Silencer-fitted weapon used in attack on Army camp in Nagrota
Terrorists, who stormed the army camp at Nagrota in Jammu region on November 29, used a silencer-fitted weapon to kill a sentry before gaining entry into the premises, a tactic adopted by ‘fidayeen’ (suicide attackers) for the first time in the troubled state.
After sneaking into the camp from the rear side, which had thick vegetation that provided natural cover of elephant grass, one of the terrorists fired at the sentry using a silencer-fitted weapon, official sources said.
As someone noticed the fall of the sentry, panic gripped the army camp, which houses an artillery unit having presence of families of soldiers. Soon firing erupted.
The sources said night illuminators were fired to locate the terrorists who had by then entered an adjacent two-storey building where families of soldiers were staying.
Anticipating a hostage-like situation, the army troops with the help of para-commandos rescued the women and children first before launching a final onslaught on the terrorists.
Drones were pressed into the service which helped the snipers eliminate the terrorists inside the camp, the sources said.

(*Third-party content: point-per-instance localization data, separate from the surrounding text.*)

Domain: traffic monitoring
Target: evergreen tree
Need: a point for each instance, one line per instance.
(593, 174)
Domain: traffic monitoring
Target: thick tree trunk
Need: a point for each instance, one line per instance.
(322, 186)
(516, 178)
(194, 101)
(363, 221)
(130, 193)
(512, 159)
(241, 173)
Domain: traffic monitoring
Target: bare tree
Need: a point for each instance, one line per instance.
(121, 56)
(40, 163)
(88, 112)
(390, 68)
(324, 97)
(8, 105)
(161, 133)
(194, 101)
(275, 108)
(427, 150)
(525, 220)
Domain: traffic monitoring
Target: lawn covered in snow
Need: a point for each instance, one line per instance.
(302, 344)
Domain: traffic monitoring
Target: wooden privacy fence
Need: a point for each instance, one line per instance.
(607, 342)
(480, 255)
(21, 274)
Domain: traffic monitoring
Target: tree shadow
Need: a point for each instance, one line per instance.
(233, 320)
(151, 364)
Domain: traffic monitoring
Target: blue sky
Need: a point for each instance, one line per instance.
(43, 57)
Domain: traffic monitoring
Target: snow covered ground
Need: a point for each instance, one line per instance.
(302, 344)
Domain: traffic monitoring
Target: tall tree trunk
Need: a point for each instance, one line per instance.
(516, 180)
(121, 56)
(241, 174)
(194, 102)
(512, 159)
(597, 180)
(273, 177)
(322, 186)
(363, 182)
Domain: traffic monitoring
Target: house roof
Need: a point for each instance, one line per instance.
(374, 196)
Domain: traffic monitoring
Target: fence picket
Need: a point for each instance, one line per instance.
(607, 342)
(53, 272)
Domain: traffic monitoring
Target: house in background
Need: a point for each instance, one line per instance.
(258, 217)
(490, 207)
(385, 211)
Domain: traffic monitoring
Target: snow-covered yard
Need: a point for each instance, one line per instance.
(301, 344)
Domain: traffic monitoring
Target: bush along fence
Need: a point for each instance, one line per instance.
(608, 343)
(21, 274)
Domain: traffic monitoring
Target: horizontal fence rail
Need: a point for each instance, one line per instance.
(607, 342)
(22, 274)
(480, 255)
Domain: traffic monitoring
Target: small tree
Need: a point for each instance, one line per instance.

Seven army personnel, including two officers, were killed in the attack by the three terrorists, who were also eliminated in the counteroffensive which lasted nearly four hours.
Seeking to joining the dots related to the attack, multiple security agencies have indicated that three attackers had infiltrated into India from across the international border at Hiranagar in Kathua district of Jammu region.
The security agencies had recovered an iCom wireless set near a tree in Hirnagar that matched the frequency of the sets carried by the militants, sources said.
Not ruling out the possibility of local assistance being provided to the terrorists, sources said they had possibly entered into India on the night of November 28-29 and travelled a distance of 78 kms to the army camp using a well connected national highway before mounting the assault in the morning.
Initially it was speculated that the terrorists could have travelled to the army camp from Kashmir, a possibility that was rejected after the vehicular movement was scrutinised from the CCTVs installed at vantage points along the national highway linking the Valley to the rest of the country.
There were some intelligence leads suggesting that a militant sympathiser from Poonch had ferried the terrorists to the army camp, they said.
BSF officials had initially rejected suggestions that terrorists entered through the international border but after the recovery of the wireless set, they started their internal probe. The case is now being probed by National Investigation Agency (NIA).